Ayahku adalah Sin-kiam-eng Tan Beng Kui."
Pada waktu
nona muda itu memperkenalkan julukannya, para penjahat itu saling pandang
sambil tersenyum-senyum karena memang nama itu tidak terkenal. Akan tetapi
ketika gadis itu menyebut nama Sin-kiam-eng Tan Beng Kui sebagai ayahnya,
berubah wajah mereka. Bahkan kedua pangcu itu dan para tamu undangan nampak
kaget sekali.
Sin-kiam-eng
Tan Beng Kui memang jarang muncul di dunia Kang-ouw, namun namanya dikenal
sebagai seorang tokoh besar yang berilmu tinggi, yang sekarang hidup sebagai
seorang ‘raja kecil’ di pantai Laut Pohai, di lembah muara Sungai Kuning. Oleh
karena kepandaiannya yang tinggi tak seorang pun bajak laut atau perampok
berani mengganggu perkampungan raja kecil ini. Sekarang tahu-tahu ada gadis
jelita yang datang mengaku sebagai puterinya dan bermaksud merampas mahkota
pusaka yang sedang diperebutkan oleh golongan itu.
Swat-ji yang
masih merasa penasaran, ketika mendengar ini segera tahu bahwa gadis yang
dibencinya itu tentulah akan dimusuhi oleh kedua pihak, maka keberaniannya
timbul kembali. Baginya yang belum banyak merantau, ia tidak mengenal siapa itu
Sin-kiam-eng (Pendekar Pedang Sakti) Tan Beng Kui.
"Budak
liar jangan menjual lagak di sini!" Swat-ji memaki dan segera menyerbu
dengan pedangnya, dari belakang langsung menyerang gadis yang berjuluk
Bi-yan-cu itu.
Si Walet
Jelita, gadis yang cantik itu, mengeluarkan suara mengejek dan ketika tubuhnya
bergerak dengan luar biasa indahnya, ternyata ia telah dapat mengelak tanpa
mengubah kedudukan kakinya dan selagi pedang lawannya menyambar lewat, tangan
kirinya segera mendorong.
Tanpa dapat
tertahankan lagi tubuh Swat-ji terdorong ke depan, apa lagi dari belakang
ditambah pula dengan sebuah tendangan ke tubuh belakang.
“Plokk!”
Tubuh
Swat-ji terperosok ke depan, pedangnya mencelat dan hidungnya yang mencium tanah
dengan keras itu mengeluarkan darah.
"Tangkap
gadis liar ini!" terdengar Hui-houw Pangcu Lauw Teng memberi aba-aba.
"Bunuh
saja dia!" terdengar ketua Kiang-liong-pang berseru.
Dua pihak
yang tadinya bermusuhan, untuk sementara melupakan permusuhan mereka dan tanpa
berunding sudah bersekutu untuk mengalahkan gadis berbahaya itu.
Dengan
pendengarannya yang sangat tajam Kun Hong dapat mengikuti semua peristiwa itu.

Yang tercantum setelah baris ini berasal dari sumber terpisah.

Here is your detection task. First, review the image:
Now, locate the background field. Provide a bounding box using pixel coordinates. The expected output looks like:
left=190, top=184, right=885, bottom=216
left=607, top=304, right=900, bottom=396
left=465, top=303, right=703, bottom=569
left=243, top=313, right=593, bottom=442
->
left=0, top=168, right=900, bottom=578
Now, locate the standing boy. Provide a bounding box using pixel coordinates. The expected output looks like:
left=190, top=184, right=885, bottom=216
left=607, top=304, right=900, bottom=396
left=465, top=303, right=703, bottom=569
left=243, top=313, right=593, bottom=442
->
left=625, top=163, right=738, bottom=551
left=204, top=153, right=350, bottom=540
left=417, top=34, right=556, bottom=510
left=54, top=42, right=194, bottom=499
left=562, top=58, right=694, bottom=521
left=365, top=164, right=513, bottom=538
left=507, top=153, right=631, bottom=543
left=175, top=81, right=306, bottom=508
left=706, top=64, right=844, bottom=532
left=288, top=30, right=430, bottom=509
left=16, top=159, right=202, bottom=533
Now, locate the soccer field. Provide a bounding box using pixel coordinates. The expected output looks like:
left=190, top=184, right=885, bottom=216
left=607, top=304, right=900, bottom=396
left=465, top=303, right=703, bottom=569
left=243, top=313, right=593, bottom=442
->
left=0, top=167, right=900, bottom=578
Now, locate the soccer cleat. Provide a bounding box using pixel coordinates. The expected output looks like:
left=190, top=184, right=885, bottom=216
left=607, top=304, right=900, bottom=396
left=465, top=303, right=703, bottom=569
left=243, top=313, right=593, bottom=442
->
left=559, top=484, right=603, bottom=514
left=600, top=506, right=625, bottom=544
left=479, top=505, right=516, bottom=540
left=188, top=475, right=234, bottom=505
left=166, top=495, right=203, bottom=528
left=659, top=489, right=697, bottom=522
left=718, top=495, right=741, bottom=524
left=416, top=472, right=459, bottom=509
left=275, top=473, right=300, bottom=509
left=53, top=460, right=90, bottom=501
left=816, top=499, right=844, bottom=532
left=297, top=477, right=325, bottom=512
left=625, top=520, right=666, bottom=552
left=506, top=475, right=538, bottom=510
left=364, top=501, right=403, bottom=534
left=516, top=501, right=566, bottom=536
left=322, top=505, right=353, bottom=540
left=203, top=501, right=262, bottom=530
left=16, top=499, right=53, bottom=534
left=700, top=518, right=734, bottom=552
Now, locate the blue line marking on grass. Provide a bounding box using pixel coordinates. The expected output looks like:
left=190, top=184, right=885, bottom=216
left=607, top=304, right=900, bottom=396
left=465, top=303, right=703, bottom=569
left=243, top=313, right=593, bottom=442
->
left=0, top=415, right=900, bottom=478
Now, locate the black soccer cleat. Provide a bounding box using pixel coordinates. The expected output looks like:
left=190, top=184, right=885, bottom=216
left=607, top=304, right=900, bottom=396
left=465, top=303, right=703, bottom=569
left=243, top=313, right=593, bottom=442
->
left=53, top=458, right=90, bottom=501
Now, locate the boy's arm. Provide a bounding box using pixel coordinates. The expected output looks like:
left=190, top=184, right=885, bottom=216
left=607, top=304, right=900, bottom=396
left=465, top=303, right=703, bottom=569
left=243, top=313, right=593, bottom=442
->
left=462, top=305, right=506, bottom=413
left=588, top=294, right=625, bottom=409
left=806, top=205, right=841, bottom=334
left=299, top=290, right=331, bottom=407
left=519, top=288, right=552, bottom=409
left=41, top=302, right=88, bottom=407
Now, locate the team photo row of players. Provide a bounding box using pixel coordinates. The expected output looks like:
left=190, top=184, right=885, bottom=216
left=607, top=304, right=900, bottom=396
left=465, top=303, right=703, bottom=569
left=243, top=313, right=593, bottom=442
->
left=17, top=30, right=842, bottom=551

Hatinya berdebar ketika dia mendengar pengakuan gadis yang baru datang itu.
Nama Tan Beng Kui tentu saja dikenalnya baik sungguh pun belum pernah dia
bertemu muka dengan orangnya.
Dia sudah
banyak mendengar dari ayah bundanya tentang Tan Beng Kui karena orang ini dulu
juga seorang pejuang gagah, murid pertama dari Raja Pedang Cia Hui Gan. Bukan
itu saja, malah Tan Beng Kui ini adalah kakak kandung dari Tan Beng San yang
sekarang menjadi ketua Thai-san-pai.
Kun Hong
amat kagum dan takluk kepada Tan Beng San, orang yang amat dia hormati karena
kegagahannya. Apa lagi jika dia ingat bahwa Tan Beng San merupakan ayah dari
mendiang kekasihnya, Tan Cui Bi. Malah boleh dibilang dia adalah murid langsung
dari Tan Beng San Si Raja Pedang itu, yang ketika dia baru menjadi buta, telah
membisikkan rahasia dari Ilmu Sakti Im-yang Sin-kun-hoat.
Sekarang
gadis yang mengaku berjuluk Bi-yan-cu Si Walet Jelita ini, yang bukan lain
adalah keponakan dari Tan Beng San, berada di sini dan terancam bahaya
pengeroyokan dua pihak yang tadinya bertentangan. Angin gerakan gadis itu tadi
membuktikan bahwa ia berkepandaian tinggi, tentu telah mewarisi Ilmu Silat
Sian-li Kun-hoat dari ayahnya. Akan tetapi menghadapi pengeroyokan demikian
banyaknya orang, tentu berbahaya juga.
Seorang
gadis yang menurut suaranya takkan lebih dari delapan belas tahun usianya itu
mana boleh mati dikeroyok, juga amat tidak baik jika mengamuk dan menjadi
pembunuh puluhan orang manusia. Dia harus segera turun tangan, demikian Kun
Hong mengambil keputusan.
Sudah
terdengar olehnya suara senjata beradu disusul pekik kesakitan banyak orang.
Ah, jelas bahwa gadis lihai itu tentu sudah mengamuk, pikirnya. Cepat Kun Hong
melompat berdiri, tongkatnya siap di tangan kanan dan tangan kirinya
mengeluarkan mahkota itu, diangkatnya tinggi-tinggi lalu dia berseru nyaring,
"Heeii,
kalian semua berhentilah bertempur dan lihat apa yang berada di tanganku
ini!"
Oleh karena
ketika berseru ini Kun Hong mengerahkan sedikit tenaga khikang dari dalam
perutnya, tentu saja suaranya amat nyaring dan mengatasi semua kegaduhan.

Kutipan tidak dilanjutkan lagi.